UPFRONT: Happy Birthday, Real Estate In-Depth!
P. Gilbert Mercurio | December 23, 2015
With this December 2015 edition of Real Estate In-Depth we celebrate the 20th anniversary of our Realtor Association’s flagship publication. It is a most worthy successor in our Association’s long line of real estate and membership publications. How long, you ask? Try 90 years!
Over those nine decades, each and every month without exception, the Realtor organizations representing Westchester—and now Putnam, Rockland and Orange county jurisdictions as well, released a professionally prepared bulletin detailing important organizational business and the key real estate news of the day. The first such publication of the then-named Westchester County Realty Board was a magazine, simply titled “The Westchester Realtor.” It was Vol. 1 No. 1, January 15, 1926, printed on glossy paper, and it remained in that format until 1961, for a very respectable run. There followed a newspaper format, titled Westchester Realtor (no “The”), which title became Real Estate In-Depth in January 1996, 20 years ago.
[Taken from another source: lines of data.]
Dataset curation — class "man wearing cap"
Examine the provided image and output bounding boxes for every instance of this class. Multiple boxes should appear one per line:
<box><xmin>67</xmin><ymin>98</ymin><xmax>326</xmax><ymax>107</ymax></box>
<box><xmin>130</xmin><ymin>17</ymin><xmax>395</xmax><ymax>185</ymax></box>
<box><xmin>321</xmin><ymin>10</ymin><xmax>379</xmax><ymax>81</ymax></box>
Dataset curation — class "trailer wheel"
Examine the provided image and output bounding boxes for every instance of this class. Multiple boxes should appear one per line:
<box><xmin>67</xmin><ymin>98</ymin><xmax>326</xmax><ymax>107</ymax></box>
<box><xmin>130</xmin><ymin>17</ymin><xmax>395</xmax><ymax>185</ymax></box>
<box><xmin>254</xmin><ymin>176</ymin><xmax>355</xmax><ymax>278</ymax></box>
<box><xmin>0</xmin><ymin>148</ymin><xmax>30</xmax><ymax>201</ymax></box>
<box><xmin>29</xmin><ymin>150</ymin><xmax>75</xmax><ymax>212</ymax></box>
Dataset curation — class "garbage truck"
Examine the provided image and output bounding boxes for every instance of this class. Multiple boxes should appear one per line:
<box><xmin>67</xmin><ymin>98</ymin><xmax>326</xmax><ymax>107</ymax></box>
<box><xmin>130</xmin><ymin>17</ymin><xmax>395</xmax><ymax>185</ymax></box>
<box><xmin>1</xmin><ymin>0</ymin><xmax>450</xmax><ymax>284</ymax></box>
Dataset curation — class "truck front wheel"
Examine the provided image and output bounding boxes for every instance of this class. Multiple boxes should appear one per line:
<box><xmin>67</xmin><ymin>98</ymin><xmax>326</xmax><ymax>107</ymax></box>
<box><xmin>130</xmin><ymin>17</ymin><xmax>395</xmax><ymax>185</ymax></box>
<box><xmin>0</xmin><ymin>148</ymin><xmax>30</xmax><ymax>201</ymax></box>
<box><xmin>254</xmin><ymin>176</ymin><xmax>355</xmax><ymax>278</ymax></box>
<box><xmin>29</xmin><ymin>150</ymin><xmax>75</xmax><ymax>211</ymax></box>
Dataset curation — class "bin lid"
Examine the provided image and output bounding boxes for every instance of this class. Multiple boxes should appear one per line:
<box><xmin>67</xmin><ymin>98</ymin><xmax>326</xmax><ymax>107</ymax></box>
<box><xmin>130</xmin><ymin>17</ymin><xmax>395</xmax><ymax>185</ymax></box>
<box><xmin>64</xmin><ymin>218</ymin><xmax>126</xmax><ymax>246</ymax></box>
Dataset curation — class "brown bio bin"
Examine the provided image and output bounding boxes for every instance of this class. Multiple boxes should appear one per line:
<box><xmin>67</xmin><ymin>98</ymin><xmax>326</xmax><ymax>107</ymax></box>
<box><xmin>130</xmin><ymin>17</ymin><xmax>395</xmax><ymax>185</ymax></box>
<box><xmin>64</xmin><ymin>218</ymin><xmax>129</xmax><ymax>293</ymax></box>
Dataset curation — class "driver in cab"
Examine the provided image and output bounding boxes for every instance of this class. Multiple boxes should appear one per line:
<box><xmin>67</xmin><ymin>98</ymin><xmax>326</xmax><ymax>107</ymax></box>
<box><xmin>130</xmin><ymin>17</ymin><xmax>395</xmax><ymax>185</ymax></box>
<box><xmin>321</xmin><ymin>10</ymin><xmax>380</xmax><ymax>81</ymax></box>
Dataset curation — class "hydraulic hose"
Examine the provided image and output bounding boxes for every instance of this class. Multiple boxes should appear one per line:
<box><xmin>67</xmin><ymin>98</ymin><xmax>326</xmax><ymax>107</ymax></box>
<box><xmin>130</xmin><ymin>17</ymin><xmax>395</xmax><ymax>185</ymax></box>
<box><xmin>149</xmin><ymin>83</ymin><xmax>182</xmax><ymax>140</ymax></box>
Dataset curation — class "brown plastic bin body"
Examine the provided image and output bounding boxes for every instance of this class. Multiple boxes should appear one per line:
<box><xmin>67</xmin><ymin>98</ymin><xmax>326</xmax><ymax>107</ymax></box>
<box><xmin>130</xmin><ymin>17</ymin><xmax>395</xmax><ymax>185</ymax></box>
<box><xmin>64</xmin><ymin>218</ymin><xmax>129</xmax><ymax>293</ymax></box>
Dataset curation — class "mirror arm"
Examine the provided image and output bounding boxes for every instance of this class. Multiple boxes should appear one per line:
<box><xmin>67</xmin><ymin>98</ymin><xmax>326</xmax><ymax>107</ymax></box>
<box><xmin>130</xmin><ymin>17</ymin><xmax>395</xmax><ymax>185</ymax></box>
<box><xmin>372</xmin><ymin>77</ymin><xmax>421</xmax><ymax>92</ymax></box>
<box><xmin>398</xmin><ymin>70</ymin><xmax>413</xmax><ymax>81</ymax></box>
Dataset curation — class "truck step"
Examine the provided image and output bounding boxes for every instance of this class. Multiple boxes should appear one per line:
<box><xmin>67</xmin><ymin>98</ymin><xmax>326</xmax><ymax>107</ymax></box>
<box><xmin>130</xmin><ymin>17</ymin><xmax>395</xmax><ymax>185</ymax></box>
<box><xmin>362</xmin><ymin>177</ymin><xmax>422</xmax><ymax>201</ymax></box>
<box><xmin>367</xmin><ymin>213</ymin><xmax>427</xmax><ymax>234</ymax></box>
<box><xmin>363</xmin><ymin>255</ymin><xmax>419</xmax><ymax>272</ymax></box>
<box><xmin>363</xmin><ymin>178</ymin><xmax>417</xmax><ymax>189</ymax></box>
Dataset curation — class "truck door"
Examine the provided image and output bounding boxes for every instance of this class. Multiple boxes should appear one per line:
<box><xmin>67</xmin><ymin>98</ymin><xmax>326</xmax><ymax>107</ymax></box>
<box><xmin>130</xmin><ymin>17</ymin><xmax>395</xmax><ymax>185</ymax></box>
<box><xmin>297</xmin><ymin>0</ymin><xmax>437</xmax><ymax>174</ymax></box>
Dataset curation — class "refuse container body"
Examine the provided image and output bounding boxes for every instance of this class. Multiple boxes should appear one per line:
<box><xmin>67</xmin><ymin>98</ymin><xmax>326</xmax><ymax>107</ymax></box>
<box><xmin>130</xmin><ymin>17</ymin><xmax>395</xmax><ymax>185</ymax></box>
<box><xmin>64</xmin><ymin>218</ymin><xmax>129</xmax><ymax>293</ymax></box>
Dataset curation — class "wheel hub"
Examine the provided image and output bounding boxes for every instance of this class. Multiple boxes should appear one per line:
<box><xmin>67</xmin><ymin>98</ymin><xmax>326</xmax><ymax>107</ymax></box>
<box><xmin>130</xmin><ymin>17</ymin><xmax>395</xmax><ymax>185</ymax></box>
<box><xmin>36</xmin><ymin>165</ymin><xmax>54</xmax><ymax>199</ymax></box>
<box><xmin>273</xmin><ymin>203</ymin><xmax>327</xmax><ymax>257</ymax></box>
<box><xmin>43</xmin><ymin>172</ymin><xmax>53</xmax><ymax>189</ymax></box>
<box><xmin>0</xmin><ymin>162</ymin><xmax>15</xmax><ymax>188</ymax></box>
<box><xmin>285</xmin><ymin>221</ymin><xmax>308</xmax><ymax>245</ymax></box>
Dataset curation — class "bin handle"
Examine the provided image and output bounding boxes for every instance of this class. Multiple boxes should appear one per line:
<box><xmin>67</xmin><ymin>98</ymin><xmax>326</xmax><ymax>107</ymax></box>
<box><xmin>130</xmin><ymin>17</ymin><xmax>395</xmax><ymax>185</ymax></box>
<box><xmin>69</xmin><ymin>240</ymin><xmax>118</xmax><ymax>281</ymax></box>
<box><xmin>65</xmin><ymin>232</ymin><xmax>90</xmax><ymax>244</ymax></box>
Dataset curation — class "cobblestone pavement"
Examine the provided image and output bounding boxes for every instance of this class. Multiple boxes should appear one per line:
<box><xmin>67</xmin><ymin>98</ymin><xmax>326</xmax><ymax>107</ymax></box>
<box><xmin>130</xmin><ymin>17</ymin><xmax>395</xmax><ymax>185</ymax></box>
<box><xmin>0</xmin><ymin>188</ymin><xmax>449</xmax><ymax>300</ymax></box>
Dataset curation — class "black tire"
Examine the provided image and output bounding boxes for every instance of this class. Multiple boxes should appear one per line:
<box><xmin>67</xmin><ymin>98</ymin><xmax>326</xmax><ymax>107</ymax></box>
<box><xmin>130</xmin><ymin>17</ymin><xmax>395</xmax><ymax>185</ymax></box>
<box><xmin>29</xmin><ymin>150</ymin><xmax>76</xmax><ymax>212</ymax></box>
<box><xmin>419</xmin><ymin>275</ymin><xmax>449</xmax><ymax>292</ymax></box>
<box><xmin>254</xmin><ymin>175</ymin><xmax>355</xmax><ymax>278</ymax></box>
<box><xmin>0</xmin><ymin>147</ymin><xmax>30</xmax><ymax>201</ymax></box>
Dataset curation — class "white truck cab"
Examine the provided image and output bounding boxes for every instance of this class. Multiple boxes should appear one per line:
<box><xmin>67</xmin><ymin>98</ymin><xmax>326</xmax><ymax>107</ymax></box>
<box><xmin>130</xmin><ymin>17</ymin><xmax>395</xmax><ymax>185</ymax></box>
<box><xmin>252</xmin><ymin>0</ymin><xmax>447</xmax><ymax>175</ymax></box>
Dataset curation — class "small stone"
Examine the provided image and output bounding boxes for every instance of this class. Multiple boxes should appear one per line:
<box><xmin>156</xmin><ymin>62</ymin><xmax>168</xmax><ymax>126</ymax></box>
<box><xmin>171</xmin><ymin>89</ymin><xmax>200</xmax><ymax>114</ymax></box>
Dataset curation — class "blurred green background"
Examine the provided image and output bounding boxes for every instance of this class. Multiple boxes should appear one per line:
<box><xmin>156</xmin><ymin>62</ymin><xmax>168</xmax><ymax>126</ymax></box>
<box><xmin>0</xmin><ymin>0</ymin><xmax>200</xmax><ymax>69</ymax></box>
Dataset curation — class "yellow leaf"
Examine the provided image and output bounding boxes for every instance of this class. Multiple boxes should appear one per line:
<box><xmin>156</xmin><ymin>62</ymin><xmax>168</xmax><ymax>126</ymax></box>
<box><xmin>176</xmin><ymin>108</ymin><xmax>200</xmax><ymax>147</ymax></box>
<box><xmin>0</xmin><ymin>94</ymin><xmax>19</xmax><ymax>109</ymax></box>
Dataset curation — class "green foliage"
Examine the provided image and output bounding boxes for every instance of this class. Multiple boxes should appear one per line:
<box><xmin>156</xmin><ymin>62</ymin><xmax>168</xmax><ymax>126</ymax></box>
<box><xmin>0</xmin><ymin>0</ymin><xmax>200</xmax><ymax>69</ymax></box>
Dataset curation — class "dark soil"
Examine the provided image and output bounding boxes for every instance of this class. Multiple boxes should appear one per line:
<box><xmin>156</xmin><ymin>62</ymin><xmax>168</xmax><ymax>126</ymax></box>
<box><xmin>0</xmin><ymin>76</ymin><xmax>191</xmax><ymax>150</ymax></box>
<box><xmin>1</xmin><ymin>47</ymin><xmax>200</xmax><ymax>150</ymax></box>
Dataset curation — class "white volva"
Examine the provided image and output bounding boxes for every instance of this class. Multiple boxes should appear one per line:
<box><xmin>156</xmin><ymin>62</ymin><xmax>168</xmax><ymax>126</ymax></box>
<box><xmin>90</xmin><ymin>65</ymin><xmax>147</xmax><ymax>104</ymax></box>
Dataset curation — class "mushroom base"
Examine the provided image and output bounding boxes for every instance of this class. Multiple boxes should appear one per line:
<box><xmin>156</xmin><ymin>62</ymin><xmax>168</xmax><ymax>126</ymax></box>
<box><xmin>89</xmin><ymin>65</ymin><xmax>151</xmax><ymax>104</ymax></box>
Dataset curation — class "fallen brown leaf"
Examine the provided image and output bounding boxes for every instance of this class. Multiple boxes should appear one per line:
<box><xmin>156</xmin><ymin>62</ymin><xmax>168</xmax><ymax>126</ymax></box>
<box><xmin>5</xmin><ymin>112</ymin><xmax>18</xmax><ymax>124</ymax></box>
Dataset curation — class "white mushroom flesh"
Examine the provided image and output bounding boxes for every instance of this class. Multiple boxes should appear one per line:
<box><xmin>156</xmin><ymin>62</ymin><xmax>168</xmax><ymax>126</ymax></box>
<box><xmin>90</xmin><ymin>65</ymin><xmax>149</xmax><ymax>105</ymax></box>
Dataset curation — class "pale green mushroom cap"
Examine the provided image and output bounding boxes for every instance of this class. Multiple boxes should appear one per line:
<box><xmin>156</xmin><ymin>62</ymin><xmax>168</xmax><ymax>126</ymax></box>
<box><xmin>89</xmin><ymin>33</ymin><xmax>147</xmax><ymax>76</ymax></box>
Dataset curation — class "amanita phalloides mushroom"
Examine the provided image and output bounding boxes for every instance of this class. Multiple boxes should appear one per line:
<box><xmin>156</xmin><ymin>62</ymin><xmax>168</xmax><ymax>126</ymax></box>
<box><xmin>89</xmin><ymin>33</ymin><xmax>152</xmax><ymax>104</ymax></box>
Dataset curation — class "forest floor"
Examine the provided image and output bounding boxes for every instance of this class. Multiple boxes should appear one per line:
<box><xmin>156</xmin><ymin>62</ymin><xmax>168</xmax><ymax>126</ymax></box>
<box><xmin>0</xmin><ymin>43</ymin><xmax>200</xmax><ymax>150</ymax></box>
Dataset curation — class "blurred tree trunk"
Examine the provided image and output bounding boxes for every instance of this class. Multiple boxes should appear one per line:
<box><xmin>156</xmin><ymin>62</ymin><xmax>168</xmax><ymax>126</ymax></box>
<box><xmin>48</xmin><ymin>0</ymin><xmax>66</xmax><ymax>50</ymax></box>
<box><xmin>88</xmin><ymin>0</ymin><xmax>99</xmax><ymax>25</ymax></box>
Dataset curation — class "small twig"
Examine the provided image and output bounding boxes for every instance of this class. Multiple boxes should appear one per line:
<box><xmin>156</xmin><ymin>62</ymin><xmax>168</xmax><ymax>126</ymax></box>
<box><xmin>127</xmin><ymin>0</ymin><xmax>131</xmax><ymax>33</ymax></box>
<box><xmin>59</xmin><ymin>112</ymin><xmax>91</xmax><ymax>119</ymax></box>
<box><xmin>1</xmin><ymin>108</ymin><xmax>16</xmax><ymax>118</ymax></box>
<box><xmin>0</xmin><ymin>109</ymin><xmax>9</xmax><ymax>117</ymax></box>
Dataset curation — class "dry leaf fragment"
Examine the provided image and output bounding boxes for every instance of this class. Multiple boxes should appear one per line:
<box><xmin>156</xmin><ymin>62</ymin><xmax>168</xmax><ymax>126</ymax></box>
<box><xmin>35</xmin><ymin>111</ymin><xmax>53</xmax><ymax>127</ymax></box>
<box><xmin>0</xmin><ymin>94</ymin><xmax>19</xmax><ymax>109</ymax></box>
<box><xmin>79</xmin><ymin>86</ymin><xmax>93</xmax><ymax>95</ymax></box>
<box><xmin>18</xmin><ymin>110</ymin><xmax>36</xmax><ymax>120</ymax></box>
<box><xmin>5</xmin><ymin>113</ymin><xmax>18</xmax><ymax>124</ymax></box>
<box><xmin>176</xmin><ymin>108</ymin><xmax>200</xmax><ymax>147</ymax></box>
When I became Executive Vice President of the Westchester County Board of Realtors in 1980 there was plenty going on to fill a newspaper, not the least of which was the installation of the organization’s first computerized multiple listing service, the centralization of chapters and other subsidiary organizations, and much else of note. There was not much available in the way of association websites or computerized servicing at that time and the Board’s newspaper was a key element in communications with the membership.
The Board commissioned long range planning exercises several times in the 1980s and 1990s, each one of which yielded a finding that the newspaper was a necessary and vital part of the organization’s communications systems. One of these exercises led to the formation of a committee in 1995 to work on modernizing the newspaper and ensuring that it met the needs of the membership. Mark Nadler was the chairman and Toni Emerson was the President.
I remember that there was a great deal of nervousness about altering the Westchester Realtor newspaper in any way, particularly its name. As it turns out, looking at all the association mergers that have occurred since then (and perhaps those yet to become), replacing Westchester Realtor with Real Estate In-Depth was exactly the right thing to do, representing better focus on regional trends and developments, attracting a larger, supportive advertising base, and signaling in its very name—In-Depth—that news coverage of real estate would be thorough. There was also a comprehensive redesign of the publication.
We were particularly fortunate to have selected Editor John Jordan to help with the remake, and as you know, he is Editor still today and I hope for a long time to come. He is also an ace reporter, and in my opinion the very best this region has to offer. Who else could have such good instincts and sources so as to actually have the monthly Real Estate In-Depth scoop the daily papers—even web reporters, which he has done more than a few times. I also would like to acknowledge Bart D’Andrea of Meadow Art & Design, the paper’s longtime graphic designer, who has ably managed all the design changes over the years, both his original work and integrating work by others into the product such as the new look of this and the prior edition; I am sure more tweaking will continue.
I am very aware of the tensions between printed and Internet news and membership communications systems. I don’t think they have to be competitors; they should be complimentary. But, I do admit that I am a partisan for the printed page most of the time. When I’m in a hurry for information I go to the Internet; when I want a relaxed, thoughtful read of real estate news, I look to the printed page. No scrolling, no sore neck, no screen adjustments needed. Best of all, in a newspaper, there’s the serendipitous experience of encountering interesting news you might not have been seeking.
My only complaint about Real Estate In-Depth is that it has no comic strip or cartoon or even a puzzle, which is very appropriate for newspapers. If you agree, talk to the management—which I am not. In the meantime, after you’ve quick-scanned this edition for photos or possibly for your name therein, take it home for a slower read and appreciate the fact that the product in your hands is part of an unbroken 20-year (90 years if you wish) tradition of excellence in membership publications.